Jamie Dimon: Lobbying Is Good, Washington Is Bad
JPMorgan Chase CEO Jamie Dimon defended his bank’s lobbying practices on Wednesday, writing in his annual letter to shareholders that the firm’s activities are wholly appropriate and that ham-handed government officials are slowing down the recovery.
Dimon said it is JPMorgan’s responsibility to “stay actively engaged” in “policy debates that will affect our company” and that doing so is a “constitutional right.”
“You read constantly that banks are lobbying regulators and elected officials as if this is inappropriate,” Dimon wrote. “We don’t look at it that way.”

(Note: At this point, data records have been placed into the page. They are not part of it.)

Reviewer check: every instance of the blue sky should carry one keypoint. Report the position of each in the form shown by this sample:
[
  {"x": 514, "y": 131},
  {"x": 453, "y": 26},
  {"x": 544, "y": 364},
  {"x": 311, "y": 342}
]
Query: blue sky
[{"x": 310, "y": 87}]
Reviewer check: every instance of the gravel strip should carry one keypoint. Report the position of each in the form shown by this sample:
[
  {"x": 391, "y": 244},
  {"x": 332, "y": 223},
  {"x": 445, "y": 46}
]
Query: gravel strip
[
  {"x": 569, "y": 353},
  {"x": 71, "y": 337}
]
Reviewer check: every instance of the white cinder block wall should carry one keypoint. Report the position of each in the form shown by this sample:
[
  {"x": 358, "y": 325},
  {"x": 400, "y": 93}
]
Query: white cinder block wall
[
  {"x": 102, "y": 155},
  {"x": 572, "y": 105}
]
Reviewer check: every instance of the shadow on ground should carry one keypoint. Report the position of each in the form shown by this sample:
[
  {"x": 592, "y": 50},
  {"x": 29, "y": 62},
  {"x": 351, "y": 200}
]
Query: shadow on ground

“It is vital for officials and regulators to have input from people within our businesses who understand the intricacies of how financial markets operate and the consequences of certain policy decisions,” Dimon said.
According to the Center for Responsive Politics, a group that tracks lobbying expenditures, JPMorgan spent more than $7.5 million on lobbying in 2011.
That’s just a couple hundred thousand less than Wells Fargo, but about $2.5 million more than Citigroup (C, Fortune 500), and $4.4 million more than Bank of America, which spent $3.2 million on lobbying.
In total, the broader coalition of commercial banks spent just over $60 million on lobbying in 2011. Companies in other sectors, like General Electric, Verizon and Boeing, spent far more.
Dimon said that the negative connotations associated with lobbying shouldn’t apply, and that his firm is often solicited by government officials for advice and consultation.
“Our input,” Dimon wrote, “as often as not, is at the request of government officials who want to draw upon the expertise of our executives who work in the markets every day.”
It’s no secret that bank lobbyists have flooded the hallways of the Capitol in recent years as they seek to influence the torrent of rules and regulations that Congress and government agencies are working to implement in the wake of the financial crisis.